The holes in his white vest, the cheap slippers left in a corner and some items of daily use scattered on the floor serve as tell-tale marks of poverty.

Of the 12 members, Jyethu’s four minor grandchildren, two girls and two boys, have not seen a school ever since the family was ostracized and thrown out of their home in the Bolpur block area.

“We are residents of Munikundu. It is a hamlet of around 200 people. In August 2020, the village headman accused my mother of practising witchcraft because she used to worship idols. Holding a kangaroo court in the presence of a witch doctor they alleged she was responsible for the death of a villager and some livestock. We were thrown out of the village,” said Uday Hansda, 37, Jyethu and Jasomoti’s eldest son.

And the news spread.

“Many Santhal women worship idols these days instead of following the Sarna. How can blind faith drive people to such madness in this modern age? Munikundu residents misled people in other villages to ensure that we don’t get a place to stay,” Uday added.

In Bengal, a number of tribal groups want the Sarna, which is quite distinct from Hinduism, to be recognized by the Constitution as a separate religion. Numerous agitations have already taken place on this issue.

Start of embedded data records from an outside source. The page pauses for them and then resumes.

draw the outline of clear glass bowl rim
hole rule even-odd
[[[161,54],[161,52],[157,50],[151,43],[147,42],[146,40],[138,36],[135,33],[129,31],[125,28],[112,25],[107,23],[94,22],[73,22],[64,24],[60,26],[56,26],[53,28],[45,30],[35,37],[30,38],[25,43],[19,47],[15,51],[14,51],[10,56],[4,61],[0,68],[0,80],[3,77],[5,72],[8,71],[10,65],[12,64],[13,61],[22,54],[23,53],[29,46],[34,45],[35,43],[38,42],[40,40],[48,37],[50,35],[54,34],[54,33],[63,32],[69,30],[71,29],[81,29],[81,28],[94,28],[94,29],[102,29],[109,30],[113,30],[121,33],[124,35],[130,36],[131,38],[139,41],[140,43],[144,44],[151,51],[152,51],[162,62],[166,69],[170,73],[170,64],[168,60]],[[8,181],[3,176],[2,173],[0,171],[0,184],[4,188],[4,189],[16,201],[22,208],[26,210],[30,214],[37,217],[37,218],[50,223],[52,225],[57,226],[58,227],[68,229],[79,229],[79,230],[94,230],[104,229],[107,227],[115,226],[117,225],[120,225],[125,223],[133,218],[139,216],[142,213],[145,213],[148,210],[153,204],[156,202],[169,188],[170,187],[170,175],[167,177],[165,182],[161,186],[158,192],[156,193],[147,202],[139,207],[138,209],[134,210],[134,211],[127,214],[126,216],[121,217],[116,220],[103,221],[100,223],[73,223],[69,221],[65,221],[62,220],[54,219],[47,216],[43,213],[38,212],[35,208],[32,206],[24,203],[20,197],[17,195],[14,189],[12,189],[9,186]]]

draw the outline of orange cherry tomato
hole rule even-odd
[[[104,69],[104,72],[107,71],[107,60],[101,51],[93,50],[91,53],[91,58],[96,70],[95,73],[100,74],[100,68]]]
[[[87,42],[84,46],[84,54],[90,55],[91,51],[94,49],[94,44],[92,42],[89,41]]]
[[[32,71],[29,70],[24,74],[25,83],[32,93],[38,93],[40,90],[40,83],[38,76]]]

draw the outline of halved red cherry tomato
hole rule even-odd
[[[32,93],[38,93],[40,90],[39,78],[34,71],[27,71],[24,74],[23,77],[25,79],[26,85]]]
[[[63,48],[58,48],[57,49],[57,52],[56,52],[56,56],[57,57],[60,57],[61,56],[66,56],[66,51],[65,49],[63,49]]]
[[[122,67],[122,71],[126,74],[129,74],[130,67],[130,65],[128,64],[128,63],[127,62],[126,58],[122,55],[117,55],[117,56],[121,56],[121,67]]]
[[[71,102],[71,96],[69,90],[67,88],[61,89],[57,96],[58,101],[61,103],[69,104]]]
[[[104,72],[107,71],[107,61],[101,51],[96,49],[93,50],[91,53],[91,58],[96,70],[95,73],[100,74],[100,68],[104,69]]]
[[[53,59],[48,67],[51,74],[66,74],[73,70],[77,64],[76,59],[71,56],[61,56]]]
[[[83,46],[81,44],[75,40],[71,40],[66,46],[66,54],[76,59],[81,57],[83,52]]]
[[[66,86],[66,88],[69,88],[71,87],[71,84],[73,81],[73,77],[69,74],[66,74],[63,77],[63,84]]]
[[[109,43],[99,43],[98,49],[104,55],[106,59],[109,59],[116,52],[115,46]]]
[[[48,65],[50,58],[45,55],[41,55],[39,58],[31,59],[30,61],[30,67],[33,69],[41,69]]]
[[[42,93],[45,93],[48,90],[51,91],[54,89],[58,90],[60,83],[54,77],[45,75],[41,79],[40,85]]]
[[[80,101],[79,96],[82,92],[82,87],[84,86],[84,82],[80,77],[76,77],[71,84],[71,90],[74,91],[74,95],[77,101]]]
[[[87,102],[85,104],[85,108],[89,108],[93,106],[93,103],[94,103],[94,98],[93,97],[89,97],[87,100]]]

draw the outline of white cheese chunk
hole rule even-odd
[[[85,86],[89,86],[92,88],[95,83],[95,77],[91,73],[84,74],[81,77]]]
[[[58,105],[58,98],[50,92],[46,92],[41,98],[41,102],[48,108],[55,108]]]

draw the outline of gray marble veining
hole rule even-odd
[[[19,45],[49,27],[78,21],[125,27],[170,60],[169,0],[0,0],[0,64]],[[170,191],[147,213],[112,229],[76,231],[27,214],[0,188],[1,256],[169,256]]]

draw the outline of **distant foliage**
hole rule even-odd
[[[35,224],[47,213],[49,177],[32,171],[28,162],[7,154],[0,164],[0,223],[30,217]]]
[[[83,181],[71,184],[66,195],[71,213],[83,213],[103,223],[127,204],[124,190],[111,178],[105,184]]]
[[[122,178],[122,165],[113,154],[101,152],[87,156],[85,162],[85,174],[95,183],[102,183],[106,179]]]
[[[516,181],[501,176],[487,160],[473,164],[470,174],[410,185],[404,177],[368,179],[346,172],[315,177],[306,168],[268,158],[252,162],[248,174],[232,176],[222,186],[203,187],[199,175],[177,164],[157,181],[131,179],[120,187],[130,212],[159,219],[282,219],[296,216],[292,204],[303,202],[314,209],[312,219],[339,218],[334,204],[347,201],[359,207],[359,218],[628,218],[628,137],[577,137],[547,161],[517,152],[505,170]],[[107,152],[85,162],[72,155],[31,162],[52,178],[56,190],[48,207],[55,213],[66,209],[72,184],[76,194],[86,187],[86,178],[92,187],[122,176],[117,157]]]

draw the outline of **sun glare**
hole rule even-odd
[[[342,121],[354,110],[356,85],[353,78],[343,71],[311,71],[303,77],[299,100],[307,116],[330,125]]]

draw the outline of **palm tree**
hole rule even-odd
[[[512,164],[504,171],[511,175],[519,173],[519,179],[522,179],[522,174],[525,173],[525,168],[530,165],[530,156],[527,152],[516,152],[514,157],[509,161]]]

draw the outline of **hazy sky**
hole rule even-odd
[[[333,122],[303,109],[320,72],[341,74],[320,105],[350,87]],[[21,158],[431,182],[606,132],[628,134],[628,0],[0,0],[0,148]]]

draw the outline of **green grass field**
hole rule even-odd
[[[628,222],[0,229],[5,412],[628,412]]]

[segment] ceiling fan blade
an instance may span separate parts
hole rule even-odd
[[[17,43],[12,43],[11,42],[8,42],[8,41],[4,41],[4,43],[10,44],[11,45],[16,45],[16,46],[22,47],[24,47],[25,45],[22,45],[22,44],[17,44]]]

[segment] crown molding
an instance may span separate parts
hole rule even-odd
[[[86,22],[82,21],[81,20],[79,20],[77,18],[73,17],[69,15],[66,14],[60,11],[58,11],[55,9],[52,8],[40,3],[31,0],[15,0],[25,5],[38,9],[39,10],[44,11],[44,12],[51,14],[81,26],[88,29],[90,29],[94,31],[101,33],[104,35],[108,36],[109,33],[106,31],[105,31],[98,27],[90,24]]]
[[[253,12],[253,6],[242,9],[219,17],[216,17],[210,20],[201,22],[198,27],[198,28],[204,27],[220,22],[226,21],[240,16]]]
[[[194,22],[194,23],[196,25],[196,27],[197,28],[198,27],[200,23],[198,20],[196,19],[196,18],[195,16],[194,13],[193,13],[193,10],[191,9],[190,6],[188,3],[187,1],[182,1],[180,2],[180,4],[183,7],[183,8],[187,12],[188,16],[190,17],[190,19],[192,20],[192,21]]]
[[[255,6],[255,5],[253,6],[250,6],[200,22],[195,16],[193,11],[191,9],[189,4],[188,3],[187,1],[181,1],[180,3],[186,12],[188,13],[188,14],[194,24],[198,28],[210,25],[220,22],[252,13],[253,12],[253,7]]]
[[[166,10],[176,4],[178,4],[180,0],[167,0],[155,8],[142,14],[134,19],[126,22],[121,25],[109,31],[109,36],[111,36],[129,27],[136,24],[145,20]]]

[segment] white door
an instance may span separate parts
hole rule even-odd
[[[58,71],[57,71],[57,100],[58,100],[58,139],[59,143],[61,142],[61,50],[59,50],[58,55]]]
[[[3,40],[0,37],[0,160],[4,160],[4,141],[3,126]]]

Followers of Sarna worship nature instead of idols. In 2020, the Jharkhand assembly passed a special resolution and sent it to the Centre, seeking a separate religion code for the tribal population.

Sumiram Hansda, 24, Jyethu’s youngest son, said: “In many tribal villages, rivalry over property or land are often found to be the real reason behind ostracism. But it is not applicable in our case. We don’t own any land or money. My brothers and I worked on the fields for other people to run our families.”

Sumiram is the only one in the family who went to a school but he dropped out after class 7.

“An extra hand on the field means some more money at the end of the day,” he said.

“The Trinamool Congress (TMC) controlled panchayat in our area held mediatory talks with Munikundu residents several times but failed. Tribal bodies tried their best to help us return home. They failed too. Government officers visited our village as well,” Sumiram added.

Bengal’s Scheduled Tribe (ST) population stood at 5.29 million during the 2011 census, accounting for about 5.8% of the total population. The major chunk of the tribal population lives in West Midnapore, Purulia, Bankura, Jhargram and Birbhum districts.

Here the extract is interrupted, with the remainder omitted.